Para George Furlan, autor de “Beirage”, o falso moralismo é uma desculpa para censurar as críticas sociais e políticas da obra. Foto: Daniel Brás

Essa semana, o autor do livro de poesias “Beirage”, George Furlan, teve todas as ações promocionais de seu projeto aprovado e em execução, suspensas pela Fundação Cultural Cassiano Ricardo – FCCR, após uma repercussão negativa de dois poemas inseridos no livro, “Segunda-Feira” e outro sem título, com críticas à Ditadura e a favor da liberdade de gênero. O movimento contrário à obra foi instigado por apoiadores do presidente Jair Bolsonaro e demais movimentos conservadores da cidade de São José dos Campos, no interior de São Paulo.

De acordo com George Furlan, autor da obra, o livro com 103 páginas e 70 poemas propõe uma análise crítica sobre os problemas sociais e estruturais atuais em nosso país. “Até o momento realizei cinco, dos seis lançamentos propostos no projeto. Um deles, que deveria ocorrer na Biblioteca Pública Hélio Pinto Ferreira, foi barrado pela coordenadora do espaço, mesmo sendo autorizado pela Biblioteca Pública Cassiano Ricardo. Essa foi a primeira censura”.

“Acredito que o ‘Beirage’ incomoda porque parte da inquietação de quem é posto à beira do macrossistema econômico e social por motivos quaisquer e tem como fonte de poesia cenas recortadas do cotidiano, manchetes, reportagens televisivas, ou seja: a matéria prima são os acontecimentos. Se são os fatos a matéria prima, como se omitir diante polêmicas?”, questiona.

Ainda segundo Furlan, no último dia 15, até mesmo uma entrevista concedida ao Portal Meon, foi alvo de censura e manipulações. “A matéria é sobre minha obra, mas fala sobre a concepção do Movimento Brasil Livre – MBL e do Partido Social Liberal – PSL. Censuram as palavras dos poemas. Não contextualizaram meu projeto e nem a obra. O fato é que meu livro é direcionado a maiores de 16 anos e as palavra utilizadas em poemas específicos estão de acordo com a classificação etária, sem hipocrisia. O livro não é, nem nunca será baseado em Olavo de Carvalho, como está sendo divulgado nas redes sociais por alguns agentes do poder público local. Os comentários hostis decorrentes da publicação são de pessoas que não conhecem minha obra”, diz.

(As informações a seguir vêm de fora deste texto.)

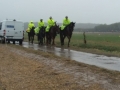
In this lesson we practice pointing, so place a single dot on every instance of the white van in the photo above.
(11, 30)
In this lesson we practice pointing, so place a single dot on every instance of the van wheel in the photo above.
(3, 40)
(13, 42)
(20, 42)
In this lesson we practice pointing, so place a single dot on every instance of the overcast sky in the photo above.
(80, 11)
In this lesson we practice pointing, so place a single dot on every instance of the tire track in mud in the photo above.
(81, 75)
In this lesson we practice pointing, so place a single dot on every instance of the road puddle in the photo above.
(111, 63)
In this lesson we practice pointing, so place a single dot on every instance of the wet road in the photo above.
(112, 63)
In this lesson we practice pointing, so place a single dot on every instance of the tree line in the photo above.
(115, 27)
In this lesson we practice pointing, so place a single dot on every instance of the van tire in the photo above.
(8, 42)
(20, 42)
(13, 42)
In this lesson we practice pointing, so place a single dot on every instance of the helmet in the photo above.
(66, 16)
(50, 17)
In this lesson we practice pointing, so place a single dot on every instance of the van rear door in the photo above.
(19, 27)
(9, 27)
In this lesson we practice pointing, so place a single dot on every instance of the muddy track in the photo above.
(80, 74)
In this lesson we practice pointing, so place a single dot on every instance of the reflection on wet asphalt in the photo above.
(112, 63)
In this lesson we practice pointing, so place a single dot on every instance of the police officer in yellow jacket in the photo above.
(41, 23)
(66, 22)
(30, 25)
(50, 22)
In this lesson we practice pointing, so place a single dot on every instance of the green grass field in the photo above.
(108, 42)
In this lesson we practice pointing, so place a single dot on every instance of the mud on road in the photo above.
(28, 69)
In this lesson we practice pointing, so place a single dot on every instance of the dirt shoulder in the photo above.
(27, 69)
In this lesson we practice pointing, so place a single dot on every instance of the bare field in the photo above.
(27, 69)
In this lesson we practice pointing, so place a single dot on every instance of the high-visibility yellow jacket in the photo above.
(51, 22)
(40, 24)
(30, 25)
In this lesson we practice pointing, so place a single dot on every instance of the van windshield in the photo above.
(0, 25)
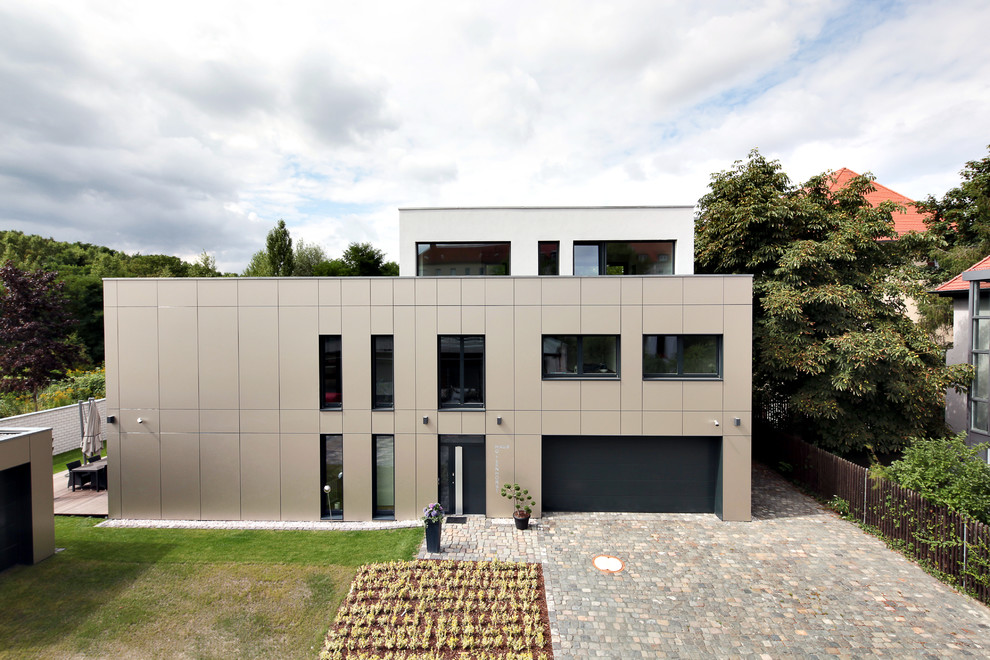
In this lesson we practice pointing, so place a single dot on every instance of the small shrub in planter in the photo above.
(522, 503)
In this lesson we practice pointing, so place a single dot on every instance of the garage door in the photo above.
(645, 474)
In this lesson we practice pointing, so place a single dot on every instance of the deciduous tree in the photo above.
(35, 344)
(831, 337)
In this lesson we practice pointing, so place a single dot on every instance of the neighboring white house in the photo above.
(526, 241)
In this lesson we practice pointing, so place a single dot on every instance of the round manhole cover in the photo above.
(608, 564)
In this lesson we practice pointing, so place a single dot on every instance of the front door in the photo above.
(462, 474)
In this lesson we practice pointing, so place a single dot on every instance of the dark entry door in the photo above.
(630, 473)
(462, 474)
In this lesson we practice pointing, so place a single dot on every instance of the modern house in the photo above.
(970, 293)
(570, 350)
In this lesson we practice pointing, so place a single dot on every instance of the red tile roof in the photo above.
(958, 285)
(909, 220)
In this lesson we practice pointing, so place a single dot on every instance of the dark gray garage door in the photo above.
(654, 474)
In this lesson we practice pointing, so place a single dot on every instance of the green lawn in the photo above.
(189, 593)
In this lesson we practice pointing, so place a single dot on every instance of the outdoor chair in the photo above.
(77, 478)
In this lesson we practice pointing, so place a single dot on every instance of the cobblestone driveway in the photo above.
(796, 582)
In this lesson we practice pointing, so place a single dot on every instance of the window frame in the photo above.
(580, 375)
(421, 268)
(375, 373)
(680, 375)
(338, 404)
(461, 405)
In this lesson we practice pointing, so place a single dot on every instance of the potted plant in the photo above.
(433, 517)
(522, 503)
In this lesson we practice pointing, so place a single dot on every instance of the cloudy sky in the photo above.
(175, 127)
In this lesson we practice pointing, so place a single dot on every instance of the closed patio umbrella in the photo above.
(93, 437)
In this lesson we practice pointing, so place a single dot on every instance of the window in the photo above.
(979, 391)
(332, 478)
(330, 372)
(549, 261)
(383, 478)
(462, 372)
(382, 373)
(463, 258)
(682, 356)
(624, 258)
(580, 356)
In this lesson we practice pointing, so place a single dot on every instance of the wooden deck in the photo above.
(84, 502)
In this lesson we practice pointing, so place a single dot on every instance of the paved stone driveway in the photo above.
(796, 582)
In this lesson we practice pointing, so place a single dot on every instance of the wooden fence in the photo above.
(939, 538)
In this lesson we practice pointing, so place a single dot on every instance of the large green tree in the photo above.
(831, 338)
(35, 342)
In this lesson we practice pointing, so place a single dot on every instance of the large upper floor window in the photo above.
(461, 373)
(979, 391)
(549, 257)
(580, 356)
(623, 257)
(332, 394)
(382, 372)
(456, 259)
(682, 356)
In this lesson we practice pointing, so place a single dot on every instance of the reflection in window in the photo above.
(330, 372)
(383, 477)
(462, 371)
(585, 356)
(549, 257)
(462, 258)
(624, 258)
(382, 372)
(332, 478)
(682, 356)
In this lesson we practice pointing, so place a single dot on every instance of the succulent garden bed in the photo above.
(443, 610)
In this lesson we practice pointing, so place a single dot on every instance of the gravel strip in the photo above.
(321, 525)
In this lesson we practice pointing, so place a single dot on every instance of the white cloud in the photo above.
(187, 126)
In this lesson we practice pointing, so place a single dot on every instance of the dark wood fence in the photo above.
(940, 539)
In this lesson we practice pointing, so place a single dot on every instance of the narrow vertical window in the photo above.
(382, 372)
(549, 257)
(383, 487)
(330, 376)
(332, 478)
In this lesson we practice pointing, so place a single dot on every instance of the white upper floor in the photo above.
(527, 241)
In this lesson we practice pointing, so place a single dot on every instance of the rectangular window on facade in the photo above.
(383, 488)
(330, 372)
(461, 374)
(979, 390)
(624, 258)
(549, 257)
(580, 356)
(455, 259)
(382, 372)
(682, 356)
(332, 478)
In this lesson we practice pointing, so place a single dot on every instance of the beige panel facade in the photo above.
(227, 379)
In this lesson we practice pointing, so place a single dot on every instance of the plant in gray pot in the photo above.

Segundo o autor, no dia 16, o jornal O Vale também realizou uma reportagem informando que o livro seria retirado das bibliotecas que o receberam gratuitamente como previa o edital público que apoiou sua publicação. “No dia seguinte, me deparei com outra manchete alegando que minha obra seria recolhida das bibliotecas públicas da cidade, como de fato foi”.

Furlan ressalta que tendo em vista o cenário e a proporção que a censura vêm tomando, ele e diversos coletivos artísticos e culturais estão promovendo ações de resistência. “Estamos nos articulando por meio de um evento gerido pela Casa Coletiva Comuna Deusa (Coletivo LGBT) e outros Coletivos, para tratar desta e outras censuras a projetos culturais e mobilizando assim ações, para o dia 21 de maio, quando a pauta será abordada na Câmara dos Vereadores de São José dos Campos”.

Furlan também enviou à deputada estadual de São José dos Campos, Letícia Aguiar (PSL), a seguinte mensagem: “Não há criação sem ideologia, não há arte sem ideologia, não há ensino sem ideologia, não há gente sem ideologia, nem matéria de jornal existe sem ideologia. Seu Presidente chama manifestantes de ‘imbecis úteis’ e eu que sofro a censura?”.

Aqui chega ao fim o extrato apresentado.